Schwäbische Zeitung (Ravensburg / Weingarten)
Macron zieht Konsequenzen aus Affären
m Montag war Sylvie Goulard noch an der Seite des Präsidenten zu sehen. Sie stieg zusammen mit Emmanuel Macron aus einem Airbus 400M, der in Le Bourget bei Paris landete. Doch der Auftritt bei der Luftfahrtmesse war der letzte für die französische Verteidigungsministerin: Die 52-Jährige trat am Dienstag überraschend zurück.
„Ich möchte in der Lage sein, frei meinen guten Willen zu zeigen“, erklärte die Weggefährtin Macrons, die fließend deutsch spricht. Ihr wird ebenso wie anderen Politikern ihrer Partei Modem vorgeworfen, als Europaabgeordnete Assistenten beschäftigt zu haben, die in Wirklichkeit für die Partei arbeiteten. Es laufen deshalb Vorermittlungen gegen den Modem, der sich mehr Moral in der Politik auf die Fahnen geschrieben hatte. Auch Vize-Chefin Marielle de Sarnez schloss als Europaministerin einen Rückzug aus der Regierung nicht aus.
Als einziges Modem-Mitglied bliebe damit Parteichef François Bayrou im neuen Kabinett, das nach den Parlamentswahlen gebildet wird. Der Zentrumspolitiker hatte sich Macron im Februar angeschlossen und damit zum Wahlsieg des 39-Jährigen beigetragen. Als Justizminister hatte er erst vor drei Wochen sein „Gesetz für das Vertrauen in die öffentliche Handlung“präsentiert. „Seit Jahren hat man Praktiken gesehen, die das Vertrauen der Menschen in die Gewählten erschüttert haben“, sagte der 66Jährige, der nun wegen der Scheinbeschäftigungsaffäre ebenfalls unter Druck gerät. Zu den von ihm zitierten Praktiken gehört die Beschäftigung von Familienangehörigen, wie sie der konservative Präsidentschaftskandidat François Fillon vornahm. Der Konservative stellte über Jahre hinweg seine Frau und seine Kinder als Parlamentsassistenten an, ohne dass die Verwandtschaft je in den Gängen von Senat und Nationalversammlung gesehen wurde. Die Affäre kostete den Favoriten Fillon letztlich die Präsidentschaft.

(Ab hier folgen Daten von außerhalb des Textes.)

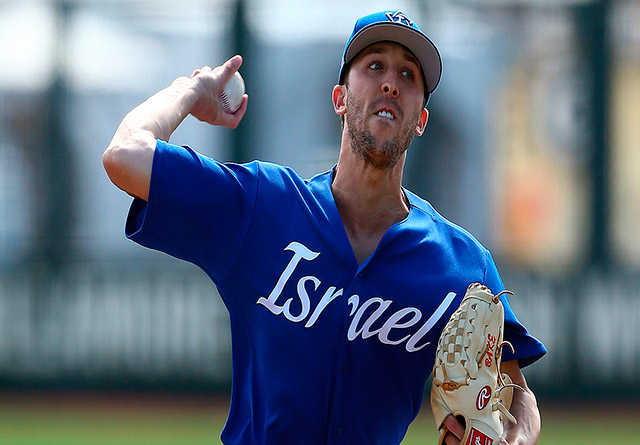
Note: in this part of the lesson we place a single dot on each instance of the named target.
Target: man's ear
(339, 98)
(422, 122)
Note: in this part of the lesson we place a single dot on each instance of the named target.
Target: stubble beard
(384, 155)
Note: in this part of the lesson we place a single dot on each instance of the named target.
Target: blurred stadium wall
(531, 145)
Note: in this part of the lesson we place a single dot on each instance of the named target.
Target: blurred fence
(154, 324)
(98, 324)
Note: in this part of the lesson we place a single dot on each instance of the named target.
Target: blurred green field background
(106, 418)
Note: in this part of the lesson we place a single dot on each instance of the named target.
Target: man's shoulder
(446, 228)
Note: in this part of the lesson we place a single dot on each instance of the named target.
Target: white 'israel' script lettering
(402, 319)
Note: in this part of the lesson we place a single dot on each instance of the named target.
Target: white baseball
(231, 96)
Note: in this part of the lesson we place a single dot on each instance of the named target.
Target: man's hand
(207, 85)
(129, 157)
(524, 408)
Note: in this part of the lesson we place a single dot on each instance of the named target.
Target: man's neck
(369, 200)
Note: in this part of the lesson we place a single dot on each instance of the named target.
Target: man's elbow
(129, 167)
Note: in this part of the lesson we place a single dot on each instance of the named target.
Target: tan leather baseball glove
(467, 382)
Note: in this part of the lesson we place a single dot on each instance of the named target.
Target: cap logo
(399, 17)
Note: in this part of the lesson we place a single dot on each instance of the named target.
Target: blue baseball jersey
(324, 350)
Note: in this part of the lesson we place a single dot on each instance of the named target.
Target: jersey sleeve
(527, 348)
(198, 209)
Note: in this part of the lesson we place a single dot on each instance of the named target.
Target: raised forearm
(129, 157)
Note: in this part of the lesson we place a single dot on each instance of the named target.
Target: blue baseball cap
(394, 26)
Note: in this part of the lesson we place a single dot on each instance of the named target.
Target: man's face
(385, 92)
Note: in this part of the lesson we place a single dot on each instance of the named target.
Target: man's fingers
(450, 439)
(228, 69)
(232, 120)
(454, 426)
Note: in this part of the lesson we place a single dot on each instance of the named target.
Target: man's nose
(389, 87)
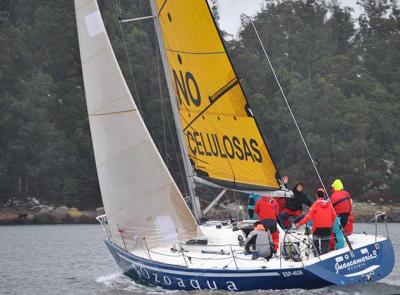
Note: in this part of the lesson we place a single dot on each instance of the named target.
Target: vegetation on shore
(341, 76)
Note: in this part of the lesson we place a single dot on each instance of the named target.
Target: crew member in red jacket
(323, 216)
(267, 213)
(341, 202)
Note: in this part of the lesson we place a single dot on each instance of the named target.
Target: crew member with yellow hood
(341, 202)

„Moralisierung“der Politik Macron hatte angekündigt, mit der Selbstbedienungsmentalität Schluss zu machen. Bayrous Gesetz zur „Moralisierung“der Politik war deshalb auch das erste, das in seiner Amtszeit vorgestellt wurde. Allerdings fiel es mit einer anderen Affäre zusammen, aus der der Präsident nun die Konsequenzen zog. Er bot seinem Wohnungsbauminister Richard Ferrand, gegen den wegen Begünstigung Vorermittlungen laufen, den Fraktionsvorsitz seiner Partei in der Nationalversammlung an. Der 54-Jährige trat deshalb am Montagabend als Minister zurück und machte damit gleichzeitig den Weg für eine größere Regierungsumbildung frei, die am Mittwochabend abgeschlossen sein soll.

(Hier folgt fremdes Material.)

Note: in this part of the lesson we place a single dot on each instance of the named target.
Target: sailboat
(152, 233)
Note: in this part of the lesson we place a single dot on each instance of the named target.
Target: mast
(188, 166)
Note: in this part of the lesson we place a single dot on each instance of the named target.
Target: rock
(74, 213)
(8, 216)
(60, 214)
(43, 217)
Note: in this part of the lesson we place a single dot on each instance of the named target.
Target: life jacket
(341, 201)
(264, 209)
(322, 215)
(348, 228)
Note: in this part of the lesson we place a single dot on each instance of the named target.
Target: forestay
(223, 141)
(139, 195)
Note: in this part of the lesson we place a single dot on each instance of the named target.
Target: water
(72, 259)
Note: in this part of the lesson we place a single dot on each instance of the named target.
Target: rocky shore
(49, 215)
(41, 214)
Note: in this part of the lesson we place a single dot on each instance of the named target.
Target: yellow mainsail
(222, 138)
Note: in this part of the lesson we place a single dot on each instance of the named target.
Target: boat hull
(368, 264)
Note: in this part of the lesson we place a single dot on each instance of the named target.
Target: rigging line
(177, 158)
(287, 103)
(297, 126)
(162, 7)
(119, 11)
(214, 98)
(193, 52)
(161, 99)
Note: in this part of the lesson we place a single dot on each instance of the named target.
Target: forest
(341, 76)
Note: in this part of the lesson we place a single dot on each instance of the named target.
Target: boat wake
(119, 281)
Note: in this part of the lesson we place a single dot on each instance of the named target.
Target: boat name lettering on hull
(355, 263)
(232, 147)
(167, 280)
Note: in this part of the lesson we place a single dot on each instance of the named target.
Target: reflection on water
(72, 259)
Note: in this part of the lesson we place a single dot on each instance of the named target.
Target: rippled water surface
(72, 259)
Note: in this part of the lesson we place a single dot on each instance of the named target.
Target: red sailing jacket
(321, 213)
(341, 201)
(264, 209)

Regierungssprecher Christophe Castaner versprach, dass Ferrand seine neue Funktion nicht nutzen werde, um sich seiner Verantwortung zu entziehen – „im Gegensatz zu Marine Le Pen.“Auch die Chefin des Front National steht unter dem Vorwurf der Scheinbeschäftigung. Le Pen weigerte sich, wegen der Affäre zum Verhör zu erscheinen und berief sich auf ihre Immunität als Europaabgeordnete.